Likewise, in New York City of the 1950s, there was not much market for contemporary art, beyond Abstract Expressionism. Artists who did not fit that style, a generation of younger artists, left the commercial art gallery scene to start their own spaces.

They shared the responsibility and costs of running these alternative art spaces, so they could be free to experiment more freely with ideas and materials without having to wait for a curator or dealer to give them a show. Allison said that experimentation and mutual support led to some of these artists developing styles that became known as Pop, Minimalism, Conceptual art, and Performance art. “Their early work shows them thinking through materials, concepts, and innovative new ways to compose artwork. We see a beautiful painting-collage by Dan Flavin, from the year he started working with his famous florescent light bulb installations, a squishy-looking hat sculpture of a hat by Claes Oldenberg, who later became famous for his soft sculpture renderings of everyday objects, and a major example of Yayoi Kusama’s earliest ‘infinity net’ paintings, to name a few — there are over 50 artists represented in this exhibition from their earliest periods,” she added.

Arab art historian Salwa Mikdadi, and their gallery curator, Bana Kattan, will curate the Sandi Hilal and Alessandro Petti artistic residency program.

“Hilal and Petti are best known for their conceptual architecture installations, and this will be their first mid-career retrospective, in which we will create anew a series of their past projects, as well as a few new ones. One of the key themes of our venue is how our landscape, both built and natural, factors into our experience of the world,” Allison said.

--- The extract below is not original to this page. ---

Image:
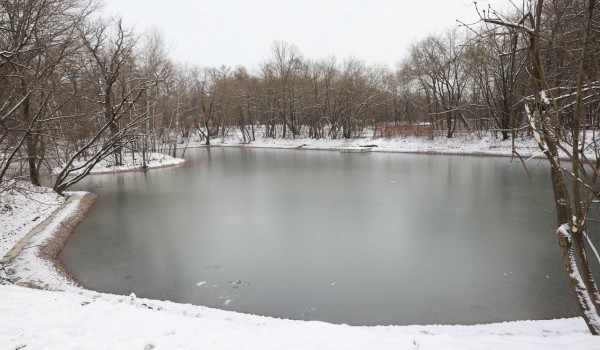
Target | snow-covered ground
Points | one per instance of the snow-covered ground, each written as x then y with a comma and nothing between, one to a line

Hilal and Petti’s projects look at what happens when a state that was meant to be impermanent becomes, for all purposes, ‘permanently impermanent’ as with refugee camps that are now seeing multiple generations of families. Instead of viewing them as without a country, without continuity, Hilal and Petti bring to the surface the history of these impermanent settlements, and even propose designating them as sites of world heritage.

The exhibition will emerge in various sites around the university campus, for people to discover an artwork, an installation, a performance, outside of its supposed ‘home territory’ of the art gallery. “They are lyrical works. For example, a major installation is in the form of a standard-issue tent often seen in refugee camps. However, the artists have rendered it in cement, with lovely lighting and windows, a gathering place outdoors where people can come together as a community. This structure as an artwork encourages us to reflect on the aesthetics of displacement: what does a refugee tent feel like when it is home to generations of families? Does it feel ‘permanent’? But it also connotes cultural exchange and universal human experience of gathering, and of safety vs. vulnerability,” she explained. The exhibition will run from February 2018 until early summer.